Aren't we forgetting that back in the early episodes Mr. C (when he is still with Ray/Darya) doesn't want to go back to Lodges/RedRoom since he fears being switched with GoodDale? Now that he knows the switch was prevented due to the Dougie Jones-scheme, he is no longer afraid to enter the Black Lodge. The fact that the woodsmen are not hostile to him proves this point.
For me some of you are making it just more complicated than it actually is. DoppelCoop is born in the Red Room, that's where he was supposed to come back, and that's the place "they call black lodge". It is an archaic and necessary place. To quote Virginia Woolf <A light here, required a shadow there>
The convenience store instead is a creation and organization of evil spirits born with nuclear tests as we have seen.
anyone been able to see/read the words on the road sign yet?
and yes it clearly cant be the black lodge,, that would be stupid. it is some meeting place.
Entering City of Snoqualmie. For people that don't know, it's a real place just outside of the where Twin Peaks would be (location of the waterfall in the open). This means Mr. C is about to arrive in Twin Peaks.

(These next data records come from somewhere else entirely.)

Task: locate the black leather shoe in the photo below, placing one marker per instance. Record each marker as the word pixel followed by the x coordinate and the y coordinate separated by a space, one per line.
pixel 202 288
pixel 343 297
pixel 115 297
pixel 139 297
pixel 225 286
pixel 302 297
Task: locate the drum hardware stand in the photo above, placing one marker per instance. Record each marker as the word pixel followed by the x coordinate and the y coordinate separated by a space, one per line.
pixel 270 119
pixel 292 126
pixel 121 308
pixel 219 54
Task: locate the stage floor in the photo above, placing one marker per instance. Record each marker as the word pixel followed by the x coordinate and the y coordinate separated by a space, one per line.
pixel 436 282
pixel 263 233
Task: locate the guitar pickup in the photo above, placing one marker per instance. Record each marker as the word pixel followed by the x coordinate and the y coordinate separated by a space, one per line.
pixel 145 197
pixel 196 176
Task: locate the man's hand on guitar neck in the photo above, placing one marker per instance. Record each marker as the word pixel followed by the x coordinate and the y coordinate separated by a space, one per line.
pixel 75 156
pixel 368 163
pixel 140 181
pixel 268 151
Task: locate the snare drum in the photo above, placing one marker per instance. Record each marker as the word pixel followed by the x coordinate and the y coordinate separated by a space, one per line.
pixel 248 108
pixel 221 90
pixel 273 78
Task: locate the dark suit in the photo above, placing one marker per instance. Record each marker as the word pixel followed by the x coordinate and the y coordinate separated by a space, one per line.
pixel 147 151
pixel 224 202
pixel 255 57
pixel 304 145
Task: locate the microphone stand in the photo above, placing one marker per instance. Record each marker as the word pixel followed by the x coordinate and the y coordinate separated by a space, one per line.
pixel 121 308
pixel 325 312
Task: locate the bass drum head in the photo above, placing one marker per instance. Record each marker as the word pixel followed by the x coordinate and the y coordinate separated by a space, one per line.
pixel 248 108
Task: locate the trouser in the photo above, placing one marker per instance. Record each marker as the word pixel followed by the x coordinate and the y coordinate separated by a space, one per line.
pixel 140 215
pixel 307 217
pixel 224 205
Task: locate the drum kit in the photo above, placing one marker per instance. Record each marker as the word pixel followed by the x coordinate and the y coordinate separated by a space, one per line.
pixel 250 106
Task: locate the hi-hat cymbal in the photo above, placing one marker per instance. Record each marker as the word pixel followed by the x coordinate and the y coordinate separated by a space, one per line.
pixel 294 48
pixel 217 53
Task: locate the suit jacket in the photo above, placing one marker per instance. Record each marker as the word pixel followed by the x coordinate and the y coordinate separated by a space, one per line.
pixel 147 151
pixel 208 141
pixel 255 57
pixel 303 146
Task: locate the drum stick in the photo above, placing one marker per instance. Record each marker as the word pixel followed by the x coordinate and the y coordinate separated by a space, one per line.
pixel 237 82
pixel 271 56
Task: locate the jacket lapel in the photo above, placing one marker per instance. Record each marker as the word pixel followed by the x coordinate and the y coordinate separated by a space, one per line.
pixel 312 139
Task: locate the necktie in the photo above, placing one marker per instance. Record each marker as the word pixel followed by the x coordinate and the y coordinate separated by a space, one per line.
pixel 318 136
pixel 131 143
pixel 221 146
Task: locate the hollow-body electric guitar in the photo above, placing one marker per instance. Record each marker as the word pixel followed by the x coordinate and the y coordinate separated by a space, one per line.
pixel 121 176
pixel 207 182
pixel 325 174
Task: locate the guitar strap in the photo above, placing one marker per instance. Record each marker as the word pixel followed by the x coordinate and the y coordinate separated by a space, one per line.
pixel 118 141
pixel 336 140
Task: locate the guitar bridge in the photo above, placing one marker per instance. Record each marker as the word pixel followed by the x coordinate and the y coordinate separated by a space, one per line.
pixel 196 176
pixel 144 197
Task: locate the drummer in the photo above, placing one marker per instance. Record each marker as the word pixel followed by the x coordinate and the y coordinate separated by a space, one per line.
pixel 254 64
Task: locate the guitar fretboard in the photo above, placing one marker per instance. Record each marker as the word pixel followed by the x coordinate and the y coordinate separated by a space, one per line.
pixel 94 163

To your point if the convenience store is the black lodge I would say no and here is my idea:
If you are dead set on getting Mr. C to the lodge and he obviously doesn't want to go there, why would he then voluntarily go. He would not take the chance of getting trapped or stuck. I take the store as a electrical traveling hub. One that the bad guys of the world use to travel around (like to the black lodge in FWWM or the motel in episode 15). This hub was created after the trinity test thus why it is included in the following screen series in episode 8.
Convenience Store (Hub) entities speak in reverse. The conundrums that cloud this for me include: some entities have also been witnessed in the Black Lodge (like MFAP), so does this mean they are free to roam, or just allowed out for meetings?; do some entities actually live there, i.e. permanent residents (Mike: "we lived above...a convenience store"); can an entity take different forms while roaming between Lodge and Hub (sic) (Leland as adult in the Lodge, Leland as little boy in the Hub)?; finally--this one really bugs me--why was Fireman in the Black Lodge (as seen in FWWM)?
I'm sorry if any or all of these have been addressed prior; I don't get a lot of free time.